Infect Immun. 2003 Aug;71(8):4544-53. doi: 10.1128/IAI.71.8.4544-4553.2003.
Purified protein derivative (PPD) RT23-recalled T-cell receptor (TCR) V beta expression was studied in the peripheral blood of 42 pulmonary tuberculosis patients and 44 healthy controls from southern India, a region where tuberculosis is endemic. Forty-eight-hour whole-blood cultures in the presence or absence of PPD-RT23 were set up, and at the end of the culture period total RNA was extracted and cDNA was synthesized. Expression of various TCR V beta families was assessed by using family-specific primers. PPD-specific expression (usage) of TCR V beta families 4, 6, 8 to 12, and 14 was found in more controls than patients. Among the responders (individuals who showed PPD-specific expression), endemic controls had significantly higher responses than the patients had for TCR V beta families 2, 3, 7, 13, and 17. The majority of the patients did not show usage of most of the TCR V beta families, and this was attributed to T-cell downregulation. A four-way nested classification analysis revealed that TCR V beta family 1, 5, 9, 12, and 13 usage in the context of HLA class II high-risk alleles (DRB11501, DRB108, and DQB1*0601) and Mycobacterium bovis BCG scar status were the determining factors in susceptibility and resistance to tuberculosis. The healthier status of controls was attributed to the wider usage of many TCR V beta families readily recalled by PPD, while the disease status of the patients was attributed to TCR V beta downregulation and the resultant T-cell (memory cell?) unresponsiveness. Host genetics (HLA status) and BCG vaccination (scar status) seem to play important roles in skewing the immune response in adult susceptibility to pulmonary tuberculosis through TCR V beta usage.
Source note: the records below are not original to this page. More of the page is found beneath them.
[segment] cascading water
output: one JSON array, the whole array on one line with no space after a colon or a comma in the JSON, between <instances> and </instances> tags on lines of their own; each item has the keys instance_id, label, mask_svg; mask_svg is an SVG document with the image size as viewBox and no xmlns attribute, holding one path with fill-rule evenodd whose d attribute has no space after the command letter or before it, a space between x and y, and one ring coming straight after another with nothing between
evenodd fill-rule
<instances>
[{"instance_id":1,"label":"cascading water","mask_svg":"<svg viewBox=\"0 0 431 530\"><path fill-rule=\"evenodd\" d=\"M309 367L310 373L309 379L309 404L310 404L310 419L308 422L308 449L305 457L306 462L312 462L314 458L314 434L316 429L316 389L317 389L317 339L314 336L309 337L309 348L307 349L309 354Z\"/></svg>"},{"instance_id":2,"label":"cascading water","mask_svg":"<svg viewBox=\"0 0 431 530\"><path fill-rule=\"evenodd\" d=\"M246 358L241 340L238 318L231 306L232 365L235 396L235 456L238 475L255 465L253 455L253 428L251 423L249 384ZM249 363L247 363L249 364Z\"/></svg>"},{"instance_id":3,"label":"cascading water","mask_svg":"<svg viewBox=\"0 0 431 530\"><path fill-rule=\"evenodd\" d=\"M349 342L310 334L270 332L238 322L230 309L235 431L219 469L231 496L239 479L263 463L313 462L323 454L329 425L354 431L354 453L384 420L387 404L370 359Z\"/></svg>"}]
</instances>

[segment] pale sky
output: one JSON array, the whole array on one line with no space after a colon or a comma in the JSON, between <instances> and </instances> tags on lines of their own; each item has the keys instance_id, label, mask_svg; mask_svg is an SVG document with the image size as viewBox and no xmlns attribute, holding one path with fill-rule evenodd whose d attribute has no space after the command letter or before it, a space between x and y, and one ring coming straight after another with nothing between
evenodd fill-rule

在印度南部(结核病流行地区)的42例肺结核患者和44名健康对照者的外周血中,研究了纯化蛋白衍生物(PPD)RT23召回的T细胞受体(TCR)Vβ表达。建立了在有或无PPD-RT23情况下的48小时全血培养,培养期结束时提取总RNA并合成cDNA。使用家族特异性引物评估各种TCR Vβ家族的表达。发现与患者相比,更多的对照者中存在TCR Vβ家族4、6、8至12和14的PPD特异性表达(使用情况)。在反应者(表现出PPD特异性表达的个体)中,地方性对照者对TCR Vβ家族2、3、7、13和17的反应明显高于患者。大多数患者未表现出大多数TCR Vβ家族的使用情况,这归因于T细胞下调。四向嵌套分类分析显示,在HLA II类高危等位基因(DRB11501、DRB'108和DQB1*0601)和牛分枝杆菌卡介苗疤痕状态的背景下,TCR Vβ家族1、5、9、12和13的使用情况是结核病易感性和抗性的决定因素。对照者更健康的状态归因于PPD容易召回的许多TCR Vβ家族的更广泛使用,而患者的疾病状态归因于TCR Vβ下调以及由此产生的T细胞(记忆细胞?)无反应性。宿主遗传学(HLA状态)和卡介苗接种(疤痕状态)似乎通过TCR Vβ的使用在成人肺结核易感性的免疫反应偏倚中起重要作用。